Images of 'Family' Holidays Contrast with Loneliness for Many Seniors

by Morgan Montalvo


As  America’s population skews older, poverty and social isolation among  the nation’s elderly are generating increasing dialogue among families  and experts on aging, News Radio 1200  WOAI reports.


Government  data as analyzed by the American Association of Retired Persons places  the number of people over the age of 65 living near or below the poverty  level at one in seven, or  about 37 million senior households, and the number of elders with  little to no social or family contact at one in five.


Financial  insecurity and loneliness during holidays can magnify feelings of  desperation and hopelessness, says Emily Allen, AARP Foundation’s Senior  Vice President for Programs.


“Perhaps  a life transition has occurred,” Allen says. “They have lost a spouse  or a partner, or have experienced hearing loss or the inability to  continue to drive.”


She  says with families together for the holidays, adult children of seniors  and grandchildren can help by developing personal inventories that  assess a senior relative's physical, mental  and social health.


“It  can be the start of a conversation just to say, ‘How do we ensure that  this older family member remains engaged?’” Allen says. “Not only with  the family, but remember it’s also  about sustained and meaningful relationships in their communities.” 


Allen says elder health inventories should also include an emergency plan in case of illness or a man-made or natural disaster.


Questions for an older family member’s personal inventory, Allen says, can include: “How often does Mom or Dad get out of the house?”  “What’s the size of their social network?” 


“Who might they have that they can call in the event of an emergency?” “It’s questions like that that you can use as the basis for having that  dialogue with an older adult that you love in your life,” Allen says.  


She  also emphasizes the importance of in-person visits as often as possible  over phone or video calling, especially for children and young adults  used to “communicating” via texts and  social media.

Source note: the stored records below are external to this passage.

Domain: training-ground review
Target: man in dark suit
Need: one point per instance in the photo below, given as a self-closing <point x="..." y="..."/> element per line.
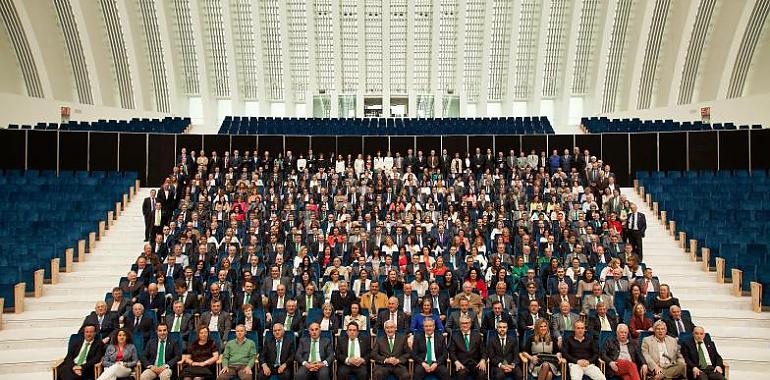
<point x="353" y="354"/>
<point x="276" y="355"/>
<point x="179" y="322"/>
<point x="635" y="228"/>
<point x="390" y="354"/>
<point x="315" y="355"/>
<point x="81" y="357"/>
<point x="429" y="352"/>
<point x="503" y="354"/>
<point x="393" y="313"/>
<point x="498" y="314"/>
<point x="148" y="211"/>
<point x="104" y="321"/>
<point x="467" y="353"/>
<point x="139" y="323"/>
<point x="677" y="323"/>
<point x="703" y="360"/>
<point x="160" y="356"/>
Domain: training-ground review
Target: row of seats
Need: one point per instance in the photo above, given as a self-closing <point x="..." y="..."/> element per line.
<point x="165" y="125"/>
<point x="606" y="125"/>
<point x="236" y="125"/>
<point x="726" y="211"/>
<point x="45" y="213"/>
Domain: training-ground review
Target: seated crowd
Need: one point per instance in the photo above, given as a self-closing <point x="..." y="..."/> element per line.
<point x="489" y="265"/>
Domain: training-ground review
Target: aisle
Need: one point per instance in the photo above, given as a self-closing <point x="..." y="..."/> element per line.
<point x="32" y="340"/>
<point x="741" y="335"/>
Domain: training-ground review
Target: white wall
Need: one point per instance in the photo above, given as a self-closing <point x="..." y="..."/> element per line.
<point x="748" y="110"/>
<point x="18" y="109"/>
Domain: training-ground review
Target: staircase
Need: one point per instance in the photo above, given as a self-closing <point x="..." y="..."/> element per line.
<point x="32" y="340"/>
<point x="741" y="335"/>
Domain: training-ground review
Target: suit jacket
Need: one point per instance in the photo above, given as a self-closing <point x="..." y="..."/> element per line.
<point x="364" y="346"/>
<point x="172" y="353"/>
<point x="469" y="357"/>
<point x="595" y="325"/>
<point x="325" y="352"/>
<point x="402" y="321"/>
<point x="672" y="328"/>
<point x="690" y="354"/>
<point x="223" y="324"/>
<point x="488" y="321"/>
<point x="510" y="303"/>
<point x="498" y="354"/>
<point x="381" y="350"/>
<point x="269" y="351"/>
<point x="611" y="351"/>
<point x="652" y="355"/>
<point x="145" y="326"/>
<point x="559" y="323"/>
<point x="109" y="323"/>
<point x="185" y="326"/>
<point x="453" y="320"/>
<point x="589" y="302"/>
<point x="94" y="356"/>
<point x="420" y="349"/>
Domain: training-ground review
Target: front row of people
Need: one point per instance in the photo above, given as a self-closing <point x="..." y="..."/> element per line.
<point x="660" y="355"/>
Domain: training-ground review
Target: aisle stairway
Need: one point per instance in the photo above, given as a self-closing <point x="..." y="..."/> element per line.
<point x="32" y="340"/>
<point x="741" y="335"/>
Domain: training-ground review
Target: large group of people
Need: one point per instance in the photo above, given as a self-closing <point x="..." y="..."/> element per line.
<point x="408" y="265"/>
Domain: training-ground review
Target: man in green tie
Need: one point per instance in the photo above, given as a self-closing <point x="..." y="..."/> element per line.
<point x="466" y="352"/>
<point x="160" y="356"/>
<point x="390" y="354"/>
<point x="701" y="356"/>
<point x="352" y="354"/>
<point x="315" y="355"/>
<point x="81" y="356"/>
<point x="430" y="353"/>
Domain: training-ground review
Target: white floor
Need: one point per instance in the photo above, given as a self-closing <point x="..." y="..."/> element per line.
<point x="741" y="335"/>
<point x="32" y="340"/>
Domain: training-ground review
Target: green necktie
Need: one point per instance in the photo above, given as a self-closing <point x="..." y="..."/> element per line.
<point x="701" y="356"/>
<point x="83" y="354"/>
<point x="313" y="356"/>
<point x="161" y="354"/>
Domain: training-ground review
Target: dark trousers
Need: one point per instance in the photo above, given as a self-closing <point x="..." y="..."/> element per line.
<point x="344" y="372"/>
<point x="322" y="374"/>
<point x="498" y="374"/>
<point x="382" y="371"/>
<point x="635" y="239"/>
<point x="441" y="372"/>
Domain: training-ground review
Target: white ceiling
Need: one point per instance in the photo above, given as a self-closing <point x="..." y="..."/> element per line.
<point x="499" y="56"/>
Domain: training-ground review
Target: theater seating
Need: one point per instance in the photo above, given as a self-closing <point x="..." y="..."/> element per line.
<point x="237" y="125"/>
<point x="726" y="211"/>
<point x="165" y="125"/>
<point x="43" y="214"/>
<point x="606" y="125"/>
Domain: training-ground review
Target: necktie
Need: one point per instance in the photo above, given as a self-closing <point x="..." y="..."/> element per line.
<point x="278" y="345"/>
<point x="313" y="353"/>
<point x="161" y="354"/>
<point x="701" y="356"/>
<point x="83" y="354"/>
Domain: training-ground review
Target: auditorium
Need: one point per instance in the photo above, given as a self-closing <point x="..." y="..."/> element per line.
<point x="384" y="189"/>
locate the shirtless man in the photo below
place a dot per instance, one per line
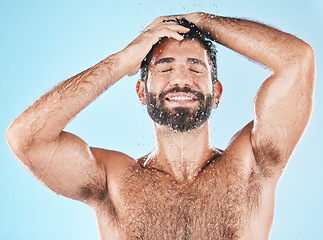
(184, 188)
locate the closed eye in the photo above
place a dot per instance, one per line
(195, 71)
(167, 70)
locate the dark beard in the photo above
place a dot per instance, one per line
(181, 118)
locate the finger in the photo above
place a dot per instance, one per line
(166, 32)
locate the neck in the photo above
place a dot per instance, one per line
(181, 154)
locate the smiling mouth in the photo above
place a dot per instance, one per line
(180, 98)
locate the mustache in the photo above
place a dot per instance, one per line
(177, 89)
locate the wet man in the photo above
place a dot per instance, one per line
(185, 188)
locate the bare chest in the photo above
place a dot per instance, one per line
(151, 205)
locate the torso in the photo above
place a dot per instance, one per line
(231, 198)
(221, 203)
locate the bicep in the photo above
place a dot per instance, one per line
(68, 167)
(282, 110)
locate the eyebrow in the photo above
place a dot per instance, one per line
(196, 61)
(165, 60)
(189, 60)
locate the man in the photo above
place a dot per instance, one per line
(184, 188)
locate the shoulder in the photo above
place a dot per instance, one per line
(247, 157)
(113, 160)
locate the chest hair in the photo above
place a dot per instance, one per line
(215, 205)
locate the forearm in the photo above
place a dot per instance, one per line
(48, 116)
(261, 43)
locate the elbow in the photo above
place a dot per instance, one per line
(15, 139)
(12, 138)
(307, 57)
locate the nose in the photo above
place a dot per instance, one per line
(180, 78)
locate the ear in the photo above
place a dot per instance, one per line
(217, 93)
(140, 89)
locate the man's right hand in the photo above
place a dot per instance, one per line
(137, 50)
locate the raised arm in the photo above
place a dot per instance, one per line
(61, 160)
(283, 104)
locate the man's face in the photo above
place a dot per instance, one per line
(179, 90)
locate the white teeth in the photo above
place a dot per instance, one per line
(181, 98)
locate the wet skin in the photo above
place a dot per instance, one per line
(185, 188)
(223, 196)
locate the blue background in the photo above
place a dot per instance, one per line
(45, 42)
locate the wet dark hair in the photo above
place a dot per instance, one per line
(194, 34)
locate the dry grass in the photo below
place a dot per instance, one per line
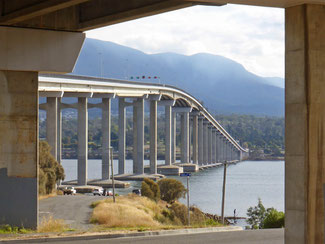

“Technology  can be there,” Allen says, “but sometimes even the younger generation  needs to be prompted to think about ‘How might I talk to my grandparent,  my parent, a close loved one  who is older?’ 


As  stereotypes about aging shift from images of sedentary, gray-haired  elders playing board games in drab retirement centers to those of  affluent, active seniors scaling peaks or white-water  kayaking, Allen says it's time for a reality-based national debate  about aging, deciding in advance how best to care for a future majority  senior population, reducing current poverty and isolation rates among  the aged, and rediscovering the collective wisdom  of over-65 Americans.

 “This  is a population that is rich with experience and stories and just a  lifetime of thoughts and advice.  If we leave that segment of the  population out, we’re really missing out  as a country and as a community.


“We can’t leave their voices out,” Allen says.